143. J’ai repétri sans cesse, telle une pâte à modeler, la matière de mon dire, — parfois sans l’avoir reconnue ! Car l’insistance des idées peut vous surprendre à l’instar de l’éternel retour de la passion. L’on croit entreprendre un livre neuf, explorer des terres nouvelles, mais on identifie bientôt, sous d’autres noms, les étapes d’un itinéraire déjà parcouru. Par combien d’avatars vos modèles mentaux tentent-ils encore de tromper votre mémoire et de vous ranimer ! On croyait pourtant bien morts ces fantômes qui hantent la maison…

144. D’âge en âge, à travers des formes variables, j’ai tâché de saisir une somme de jugements pour la plupart persistants.

145. Si je relis de vieilles notes dont la médiocrité m’afflige, je les récris autrement, tôt ou tard, et j’entérine ma constance. On dit en plaisantant, pour s’approuver mutuellement, que les grands esprits se rencontrent : votre propre opinion, relue par hasard, peut vous conforter tout seul par sa récurrence.

146. On arrive à cerner son âme grâce aux termes les plus employés, ou les plus automatiques avant la résistance du style.  Amour, folie, mort, livre ou maison, ces mots me trottent par la tête, — ou leurs synonymes et leurs composants.

147. On a besoin de reprendre certaines affirmations pour se convaincre qu’une voie est coupée.

148. Comme nous préservons pieusement de la poussière des objets transmis, nous aimons répéter celles de nos idées qui nous paraissent irremplaçables.

149. Interrompant mon perpétuel monologue, j’inscris surtout ce que je me suis plusieurs fois redit à mots perdus, — comme pour m’habituer à mes certitudes avant de les élire et de les réélire.

150. J’aurais pu nommer ce recueil Variantes : ma pensée s’y promène, pareille à un mannequin montrant et remontrant sa robe.

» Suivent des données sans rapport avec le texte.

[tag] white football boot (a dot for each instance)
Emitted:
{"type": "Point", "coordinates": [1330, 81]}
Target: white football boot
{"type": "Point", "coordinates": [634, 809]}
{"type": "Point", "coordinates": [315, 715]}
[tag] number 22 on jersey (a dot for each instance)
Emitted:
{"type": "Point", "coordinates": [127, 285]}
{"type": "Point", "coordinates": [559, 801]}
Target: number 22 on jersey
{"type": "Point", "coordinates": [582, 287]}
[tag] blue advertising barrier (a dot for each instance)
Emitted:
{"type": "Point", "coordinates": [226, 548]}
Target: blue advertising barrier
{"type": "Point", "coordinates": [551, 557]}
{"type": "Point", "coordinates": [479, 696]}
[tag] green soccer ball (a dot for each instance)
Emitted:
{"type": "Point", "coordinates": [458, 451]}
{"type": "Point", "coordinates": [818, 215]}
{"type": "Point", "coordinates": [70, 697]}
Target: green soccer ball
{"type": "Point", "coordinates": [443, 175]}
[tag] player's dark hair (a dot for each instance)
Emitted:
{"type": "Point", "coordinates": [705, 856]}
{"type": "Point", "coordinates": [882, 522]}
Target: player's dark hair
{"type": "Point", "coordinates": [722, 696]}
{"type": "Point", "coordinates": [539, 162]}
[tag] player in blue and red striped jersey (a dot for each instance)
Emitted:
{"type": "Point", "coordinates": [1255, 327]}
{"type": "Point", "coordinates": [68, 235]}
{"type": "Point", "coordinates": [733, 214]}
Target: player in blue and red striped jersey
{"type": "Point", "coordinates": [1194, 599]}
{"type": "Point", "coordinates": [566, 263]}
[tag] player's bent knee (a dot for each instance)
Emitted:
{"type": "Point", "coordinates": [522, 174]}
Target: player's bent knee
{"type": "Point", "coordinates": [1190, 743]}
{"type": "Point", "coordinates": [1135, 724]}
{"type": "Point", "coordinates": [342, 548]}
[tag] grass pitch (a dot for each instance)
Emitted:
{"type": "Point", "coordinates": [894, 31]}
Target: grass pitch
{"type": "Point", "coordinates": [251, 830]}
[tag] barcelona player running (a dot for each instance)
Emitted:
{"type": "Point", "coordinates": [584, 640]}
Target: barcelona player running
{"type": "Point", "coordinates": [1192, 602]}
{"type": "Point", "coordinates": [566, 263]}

151. La somme du meilleur esprit tient en quelques idées dont son art reprend la formule ou l’application. La réussite veut qu’elles ne cessent de briller, — d’autant plus quand la répétition devient le principe de la même œuvre.

152. La prouesse du moraliste est de resservir quelques centaines de fois la même chose. Mais il substitue à la bêtise du pensum le rhabillage de la remarque. Ainsi ne désarme-t-il pas devant le lecteur qui l’aurait contestée dans l’intervalle.

153. La rhétorique et la poétique disposent d’une quantité de termes pour désigner les espèces de répétitions. S’ajoutent les corollaires d’une proposition fondamentale, tels les nombreux masques de la comédie des vertus chez La Rochefoucauld.

154. L’enregistrement et la soutenance d’une thèse l’agrémentent de reformulations abrégées qui font de la variation une preuve de souplesse intellectuelle. De simples épreuves de baccalauréat obligent à retisser le cours autrement. Ce que j’appelle alors hantise, dans un sens vieilli et nullement inquiétant, ressemble aux pédagogismes volontaires : c’est la fréquentation de l’idée pour l’exercice.

155. S’il en est d’un recueil comme d’une conversation, les redites n’en sonneraient-elles pas la fin ?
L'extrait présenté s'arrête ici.